Simple act of kindness inspires drawing

Sometimes, a stranger's simple act of kindness is all it takes to turn a day around. BEDS client Karl was recently touched by the generosity and genuine concern that Silvermoon Salon owner Kelly Douglas showed him and other BEDS clients at the salon that day for haircuts.

Karl said Kelly sat down and talked to clients, asking them about their day and sharing her own life experiences with them.

"She asked us about ourselves," Karl said. "It was nice, aside from the nice haircut. It made me feel less homeless. It made me feel like a paying customer because I do remember what that was like."
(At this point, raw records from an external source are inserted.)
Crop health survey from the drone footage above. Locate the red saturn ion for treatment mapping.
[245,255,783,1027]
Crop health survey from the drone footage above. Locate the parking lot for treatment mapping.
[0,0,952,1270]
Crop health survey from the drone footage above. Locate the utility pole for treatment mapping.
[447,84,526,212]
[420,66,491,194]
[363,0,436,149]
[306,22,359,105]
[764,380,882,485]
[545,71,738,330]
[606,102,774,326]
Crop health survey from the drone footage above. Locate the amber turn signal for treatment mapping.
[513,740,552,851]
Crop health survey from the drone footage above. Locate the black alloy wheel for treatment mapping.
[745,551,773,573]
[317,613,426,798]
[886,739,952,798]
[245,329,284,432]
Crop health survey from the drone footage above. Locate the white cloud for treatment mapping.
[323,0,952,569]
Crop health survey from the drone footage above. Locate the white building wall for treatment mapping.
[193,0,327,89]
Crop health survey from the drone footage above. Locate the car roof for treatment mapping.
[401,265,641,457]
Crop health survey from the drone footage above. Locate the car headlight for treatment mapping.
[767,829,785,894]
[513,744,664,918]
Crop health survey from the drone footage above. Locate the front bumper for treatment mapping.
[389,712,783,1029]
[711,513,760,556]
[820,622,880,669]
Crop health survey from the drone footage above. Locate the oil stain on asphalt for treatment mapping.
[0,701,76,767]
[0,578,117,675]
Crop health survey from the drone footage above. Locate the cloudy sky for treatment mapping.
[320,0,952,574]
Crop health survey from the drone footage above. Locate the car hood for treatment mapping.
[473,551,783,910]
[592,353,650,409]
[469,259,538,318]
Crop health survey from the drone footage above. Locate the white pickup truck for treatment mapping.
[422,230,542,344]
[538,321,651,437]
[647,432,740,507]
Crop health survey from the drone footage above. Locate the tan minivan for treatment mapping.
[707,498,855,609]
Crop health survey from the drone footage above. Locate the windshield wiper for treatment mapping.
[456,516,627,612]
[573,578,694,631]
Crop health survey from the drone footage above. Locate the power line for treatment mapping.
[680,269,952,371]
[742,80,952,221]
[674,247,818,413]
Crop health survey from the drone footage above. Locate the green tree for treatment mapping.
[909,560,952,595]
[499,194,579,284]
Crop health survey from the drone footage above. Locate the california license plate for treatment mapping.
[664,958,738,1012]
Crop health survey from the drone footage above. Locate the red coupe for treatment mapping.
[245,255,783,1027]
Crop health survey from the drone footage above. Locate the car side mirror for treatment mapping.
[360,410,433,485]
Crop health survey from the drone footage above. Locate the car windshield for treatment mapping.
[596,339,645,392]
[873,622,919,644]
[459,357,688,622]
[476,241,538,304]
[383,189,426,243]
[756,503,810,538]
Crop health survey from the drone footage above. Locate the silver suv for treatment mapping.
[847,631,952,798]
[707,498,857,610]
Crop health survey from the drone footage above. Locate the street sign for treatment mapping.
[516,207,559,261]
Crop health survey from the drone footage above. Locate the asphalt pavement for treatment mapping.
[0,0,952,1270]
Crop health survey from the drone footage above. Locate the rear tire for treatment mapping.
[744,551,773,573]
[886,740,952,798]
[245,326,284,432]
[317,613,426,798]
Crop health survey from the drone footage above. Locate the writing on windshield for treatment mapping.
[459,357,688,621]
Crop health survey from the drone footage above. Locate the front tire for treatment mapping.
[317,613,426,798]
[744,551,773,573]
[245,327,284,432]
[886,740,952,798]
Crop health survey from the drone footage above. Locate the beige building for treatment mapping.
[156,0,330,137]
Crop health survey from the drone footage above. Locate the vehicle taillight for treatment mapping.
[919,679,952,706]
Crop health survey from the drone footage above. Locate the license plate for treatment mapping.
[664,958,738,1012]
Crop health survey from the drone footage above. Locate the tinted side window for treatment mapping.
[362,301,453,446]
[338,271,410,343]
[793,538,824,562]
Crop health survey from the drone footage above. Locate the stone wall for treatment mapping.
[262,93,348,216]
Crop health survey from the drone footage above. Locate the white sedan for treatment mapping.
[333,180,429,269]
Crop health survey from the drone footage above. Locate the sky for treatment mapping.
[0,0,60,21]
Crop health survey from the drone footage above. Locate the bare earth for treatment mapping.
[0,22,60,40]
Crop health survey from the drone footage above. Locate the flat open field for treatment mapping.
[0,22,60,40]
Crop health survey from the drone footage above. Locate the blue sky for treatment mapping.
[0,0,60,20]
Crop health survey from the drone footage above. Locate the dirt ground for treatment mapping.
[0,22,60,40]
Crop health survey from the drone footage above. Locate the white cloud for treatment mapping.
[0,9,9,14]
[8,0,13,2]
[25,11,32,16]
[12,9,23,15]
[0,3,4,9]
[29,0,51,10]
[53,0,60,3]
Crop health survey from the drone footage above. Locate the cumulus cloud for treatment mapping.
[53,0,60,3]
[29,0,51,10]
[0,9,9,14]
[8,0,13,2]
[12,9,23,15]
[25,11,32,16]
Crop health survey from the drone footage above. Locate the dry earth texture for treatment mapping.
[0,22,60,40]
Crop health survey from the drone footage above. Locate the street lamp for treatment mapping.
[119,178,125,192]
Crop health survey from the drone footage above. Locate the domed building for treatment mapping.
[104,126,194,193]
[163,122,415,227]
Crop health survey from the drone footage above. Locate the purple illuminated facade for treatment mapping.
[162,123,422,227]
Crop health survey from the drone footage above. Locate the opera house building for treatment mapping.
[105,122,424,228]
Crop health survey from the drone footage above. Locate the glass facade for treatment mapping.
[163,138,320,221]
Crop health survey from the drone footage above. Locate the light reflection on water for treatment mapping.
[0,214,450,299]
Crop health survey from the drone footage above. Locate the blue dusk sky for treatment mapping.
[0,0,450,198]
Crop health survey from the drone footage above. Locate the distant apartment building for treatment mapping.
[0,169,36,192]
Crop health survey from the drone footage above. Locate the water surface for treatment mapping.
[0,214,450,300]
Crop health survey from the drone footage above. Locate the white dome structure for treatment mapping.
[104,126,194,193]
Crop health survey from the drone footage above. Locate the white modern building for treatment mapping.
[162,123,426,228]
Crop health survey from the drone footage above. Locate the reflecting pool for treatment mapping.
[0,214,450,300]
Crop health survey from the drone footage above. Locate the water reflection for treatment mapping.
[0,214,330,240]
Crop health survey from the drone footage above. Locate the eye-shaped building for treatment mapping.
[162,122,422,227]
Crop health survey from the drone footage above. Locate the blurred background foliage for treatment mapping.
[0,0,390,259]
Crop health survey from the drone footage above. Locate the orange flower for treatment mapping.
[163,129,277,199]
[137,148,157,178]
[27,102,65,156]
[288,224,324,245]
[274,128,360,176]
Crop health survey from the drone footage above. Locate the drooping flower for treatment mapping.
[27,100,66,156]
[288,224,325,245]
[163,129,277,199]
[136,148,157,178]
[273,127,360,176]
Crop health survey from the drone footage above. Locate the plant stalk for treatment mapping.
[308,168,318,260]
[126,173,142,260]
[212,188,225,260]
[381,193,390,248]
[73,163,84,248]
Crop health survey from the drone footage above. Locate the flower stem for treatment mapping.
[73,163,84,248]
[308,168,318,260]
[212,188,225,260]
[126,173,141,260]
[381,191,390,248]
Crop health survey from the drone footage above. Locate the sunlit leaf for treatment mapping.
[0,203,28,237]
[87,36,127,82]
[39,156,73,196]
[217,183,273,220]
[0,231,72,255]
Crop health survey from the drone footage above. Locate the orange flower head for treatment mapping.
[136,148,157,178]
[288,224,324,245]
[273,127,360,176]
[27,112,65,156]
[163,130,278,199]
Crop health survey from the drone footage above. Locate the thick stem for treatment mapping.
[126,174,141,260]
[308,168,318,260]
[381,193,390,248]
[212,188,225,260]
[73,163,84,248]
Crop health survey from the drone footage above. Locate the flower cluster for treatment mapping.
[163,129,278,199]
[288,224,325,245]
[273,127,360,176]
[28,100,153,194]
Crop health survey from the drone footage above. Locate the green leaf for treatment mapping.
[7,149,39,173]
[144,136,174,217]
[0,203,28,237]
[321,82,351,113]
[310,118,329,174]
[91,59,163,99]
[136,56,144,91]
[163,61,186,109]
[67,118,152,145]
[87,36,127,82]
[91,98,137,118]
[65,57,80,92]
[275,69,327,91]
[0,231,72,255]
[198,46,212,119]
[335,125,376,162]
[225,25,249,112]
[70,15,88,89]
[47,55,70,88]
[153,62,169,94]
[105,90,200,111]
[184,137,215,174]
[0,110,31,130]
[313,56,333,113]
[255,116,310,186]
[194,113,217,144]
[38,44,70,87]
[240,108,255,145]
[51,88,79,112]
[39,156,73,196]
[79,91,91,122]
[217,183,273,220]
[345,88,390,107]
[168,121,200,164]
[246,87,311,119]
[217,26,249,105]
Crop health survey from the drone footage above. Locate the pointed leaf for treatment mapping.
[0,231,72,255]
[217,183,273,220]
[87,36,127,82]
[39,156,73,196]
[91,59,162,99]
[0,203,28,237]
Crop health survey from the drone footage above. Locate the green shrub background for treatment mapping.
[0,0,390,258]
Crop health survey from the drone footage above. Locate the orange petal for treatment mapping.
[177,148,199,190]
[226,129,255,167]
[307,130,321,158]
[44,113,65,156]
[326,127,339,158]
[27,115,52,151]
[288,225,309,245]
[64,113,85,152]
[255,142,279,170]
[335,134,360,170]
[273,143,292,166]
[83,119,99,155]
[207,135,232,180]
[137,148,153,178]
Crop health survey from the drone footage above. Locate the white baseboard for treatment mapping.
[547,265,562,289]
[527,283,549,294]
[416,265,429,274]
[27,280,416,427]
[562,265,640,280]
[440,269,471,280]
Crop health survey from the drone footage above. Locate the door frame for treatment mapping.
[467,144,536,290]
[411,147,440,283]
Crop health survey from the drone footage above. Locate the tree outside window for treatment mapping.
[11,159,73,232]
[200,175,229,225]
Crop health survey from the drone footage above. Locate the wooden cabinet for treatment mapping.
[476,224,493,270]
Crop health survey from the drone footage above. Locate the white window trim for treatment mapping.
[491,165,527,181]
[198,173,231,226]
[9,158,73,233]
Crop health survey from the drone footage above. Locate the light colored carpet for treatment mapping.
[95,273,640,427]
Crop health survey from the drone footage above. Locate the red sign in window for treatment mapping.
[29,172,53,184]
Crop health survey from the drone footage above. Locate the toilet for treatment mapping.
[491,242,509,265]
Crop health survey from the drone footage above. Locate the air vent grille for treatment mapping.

Self-esteem, Karl said, is really important for those experiencing homelessness like him. Karl first came to BEDS for help in February and has been staying in emergency overnight shelters while he awaits housing. He hopes to get back into the workforce but notes it is a difficult task to look professional when he has nowhere to store a suit and has to carry all of his belongings with him.

With his new haircut, though, he feels better.

"When I look in the mirror to brush my teeth or wash my face, I don't see this scraggly hair," he said.

The chance to speak with a stranger at the salon and not be judged for his situation truly touched Karl, who is used to strangers scowling or frowning down upon his appearance and the bags he travels with to carry his things.

"It's almost like a fulltime job being homeless because you have to plan your day out," said Karl, who said the weather is always a concern as is factoring in how long it might take him to walk from one place to the next.

Karl used to be a cartoonist and aspires to have his work published in the New Yorker, Playboy or another magazine. He says he has a stack of rejection letters but continues to draw and sketched a cartoon for Kelly as a way to say thank you.

That cartoon drawing is now framed and hanging up in the salon. Kelly, truly touched by the drawing, also gifted Karl with drawing pencils and a notebook so he can continue with his art.

"It doesn't hurt to show gratitude once in awhile," Karl said.